Zynga's CEO is demanding that some early employees of the company who were paid in options when cash was tight now give up those awards as its IPO date approaches.
We may live in an era where ethics are more flexible than they used to be. But in an industry where your success depends on the quality of your staff, demonstrating that your word is not your bond does not seem like a sure-fire way to attract top talent. JL
Reported by the Associated Press via The Christian Science Monitor:
Zynga CEO Mark Pincus is pushing some of the online game company's early employees to give back stock they own ahead of the company's initial public offering of stock, according to a published report Thursday.
The Wall Street Journal said that Pincus, who gave out stock freely to keep top talent early on, developed "giver's remorse."
That's because some of the early employees didn't contribute as much to the company as those hired later. But because they got in early, they got more shares.
Zynga's games include "FarmVille," ''Zynga Poker" and "CityVille" and are mostly played on Facebook. The company has filed for an IPO but has not yet said how much it plans to raise. Zynga is among several technology companies that either had IPOs recently or are planning to soon. Groupon Inc. had its IPO last week, and Facebook is likely to have one next year.
Getting into a hot startup early on and reaping the rewards after a sale or IPO is a big part of Silicon Valley culture. The promise of a big payout is what gets a lot of people working long hours with little compensation early in a startup's life.

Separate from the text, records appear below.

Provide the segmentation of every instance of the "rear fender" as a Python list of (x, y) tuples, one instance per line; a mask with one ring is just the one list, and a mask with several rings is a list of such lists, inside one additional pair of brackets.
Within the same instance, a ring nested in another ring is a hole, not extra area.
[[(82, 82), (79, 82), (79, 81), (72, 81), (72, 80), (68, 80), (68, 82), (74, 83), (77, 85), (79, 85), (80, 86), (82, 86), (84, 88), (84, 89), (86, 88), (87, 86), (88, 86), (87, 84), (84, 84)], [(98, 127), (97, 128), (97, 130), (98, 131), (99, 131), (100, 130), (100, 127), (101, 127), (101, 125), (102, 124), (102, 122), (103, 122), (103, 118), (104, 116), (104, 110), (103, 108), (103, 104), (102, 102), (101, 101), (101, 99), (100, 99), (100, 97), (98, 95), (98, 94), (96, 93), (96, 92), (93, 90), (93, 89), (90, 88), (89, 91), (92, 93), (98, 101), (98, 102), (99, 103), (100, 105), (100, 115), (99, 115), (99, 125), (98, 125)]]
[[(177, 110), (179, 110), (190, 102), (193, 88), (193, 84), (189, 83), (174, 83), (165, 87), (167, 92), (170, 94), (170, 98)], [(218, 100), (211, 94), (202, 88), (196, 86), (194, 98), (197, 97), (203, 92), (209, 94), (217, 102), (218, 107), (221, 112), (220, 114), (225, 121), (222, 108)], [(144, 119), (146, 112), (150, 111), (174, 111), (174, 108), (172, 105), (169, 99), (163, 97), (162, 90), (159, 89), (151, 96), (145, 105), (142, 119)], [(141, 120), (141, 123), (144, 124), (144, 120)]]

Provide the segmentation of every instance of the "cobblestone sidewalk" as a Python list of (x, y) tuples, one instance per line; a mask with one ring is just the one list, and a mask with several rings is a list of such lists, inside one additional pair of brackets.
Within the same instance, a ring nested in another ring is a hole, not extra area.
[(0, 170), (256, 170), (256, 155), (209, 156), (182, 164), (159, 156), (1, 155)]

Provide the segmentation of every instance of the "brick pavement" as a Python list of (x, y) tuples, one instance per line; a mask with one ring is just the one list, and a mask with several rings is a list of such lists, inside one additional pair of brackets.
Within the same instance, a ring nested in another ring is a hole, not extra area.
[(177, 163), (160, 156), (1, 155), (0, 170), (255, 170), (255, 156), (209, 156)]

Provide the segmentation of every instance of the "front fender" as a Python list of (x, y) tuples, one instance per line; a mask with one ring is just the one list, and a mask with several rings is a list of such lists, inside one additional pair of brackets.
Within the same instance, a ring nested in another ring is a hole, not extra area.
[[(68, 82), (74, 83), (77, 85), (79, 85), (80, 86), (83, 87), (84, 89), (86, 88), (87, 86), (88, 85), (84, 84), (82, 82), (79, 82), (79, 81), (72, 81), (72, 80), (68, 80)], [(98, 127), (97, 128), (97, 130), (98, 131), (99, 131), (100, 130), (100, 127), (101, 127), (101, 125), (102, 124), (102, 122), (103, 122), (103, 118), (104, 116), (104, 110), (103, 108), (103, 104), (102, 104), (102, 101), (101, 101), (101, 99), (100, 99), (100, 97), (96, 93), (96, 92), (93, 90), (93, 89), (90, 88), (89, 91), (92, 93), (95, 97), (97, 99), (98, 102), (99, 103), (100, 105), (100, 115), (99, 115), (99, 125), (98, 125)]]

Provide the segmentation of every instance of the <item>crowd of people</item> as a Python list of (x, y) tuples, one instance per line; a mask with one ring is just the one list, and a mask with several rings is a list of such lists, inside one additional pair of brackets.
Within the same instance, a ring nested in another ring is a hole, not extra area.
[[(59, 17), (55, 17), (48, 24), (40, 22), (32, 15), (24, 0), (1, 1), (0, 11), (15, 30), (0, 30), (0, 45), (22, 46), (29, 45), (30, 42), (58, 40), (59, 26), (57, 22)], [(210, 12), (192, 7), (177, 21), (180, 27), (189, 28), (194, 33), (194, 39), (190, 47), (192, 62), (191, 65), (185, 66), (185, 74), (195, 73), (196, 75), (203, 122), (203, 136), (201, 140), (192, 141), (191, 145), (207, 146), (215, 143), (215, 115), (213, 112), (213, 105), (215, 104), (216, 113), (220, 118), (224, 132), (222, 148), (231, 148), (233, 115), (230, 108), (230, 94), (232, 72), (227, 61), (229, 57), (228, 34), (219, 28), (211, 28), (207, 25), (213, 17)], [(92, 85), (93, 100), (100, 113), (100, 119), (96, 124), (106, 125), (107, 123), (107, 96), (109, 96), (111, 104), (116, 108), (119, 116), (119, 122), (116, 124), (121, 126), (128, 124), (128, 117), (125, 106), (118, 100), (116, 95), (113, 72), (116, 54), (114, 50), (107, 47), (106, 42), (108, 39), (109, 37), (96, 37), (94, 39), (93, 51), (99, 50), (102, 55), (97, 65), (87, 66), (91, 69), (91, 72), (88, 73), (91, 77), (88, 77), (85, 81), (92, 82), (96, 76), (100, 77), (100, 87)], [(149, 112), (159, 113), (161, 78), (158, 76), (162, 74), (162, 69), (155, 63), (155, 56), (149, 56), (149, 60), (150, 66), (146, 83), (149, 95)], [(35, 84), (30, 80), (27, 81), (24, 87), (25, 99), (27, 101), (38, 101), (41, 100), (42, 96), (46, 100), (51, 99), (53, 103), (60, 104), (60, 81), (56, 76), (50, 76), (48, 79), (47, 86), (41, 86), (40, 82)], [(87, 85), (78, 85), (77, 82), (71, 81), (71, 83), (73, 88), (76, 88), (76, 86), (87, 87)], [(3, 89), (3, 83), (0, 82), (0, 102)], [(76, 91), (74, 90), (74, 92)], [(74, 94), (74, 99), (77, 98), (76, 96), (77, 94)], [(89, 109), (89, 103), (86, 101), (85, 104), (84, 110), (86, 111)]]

But the Journal said Pincus wanted people to keep contributing to the company even when it got big rather than just "rest and vest" — that is, wait to cash in.
The Journal cited unnamed people with knowledge of the matter. Reached by The Associated Press, Zyngadeclined to comment because it is in a federally mandated quiet period ahead of its IPO, which is expected this year. The company, which is based in San Francisco, has about 3,000 employees.
Lynne C. Hermle, a Silicon Valley employment lawyer who does not represent Zynga, said the practice happens at other companies, too.
"I have not seen it publicized but it does happen," she said, citing attorney-client privilege for not naming the companies. "Sometimes it's a negotiation and sometimes it's a fight."
Whether Zynga could get into legal trouble over the issue could depend on whether the stock options it wants back are vested or unvested. The Journal said that in Zynga's case, demands to return stock only applied to shares that have not yet vested. If an employee leaves a company before stock options vest, they lose it. Vested shares, meanwhile, have a fixed value and can be sold.
Hermle, partner at the San Francisco law firm Orrick, Herrington & Sutcliffe LLP, said there "aren't any legal implications with respect to unvested options."
"Certainly nothing that prevents an employer from saying to an executive 'you are making much too much money, accept a lower amount or we'll have to let you go,'" she said.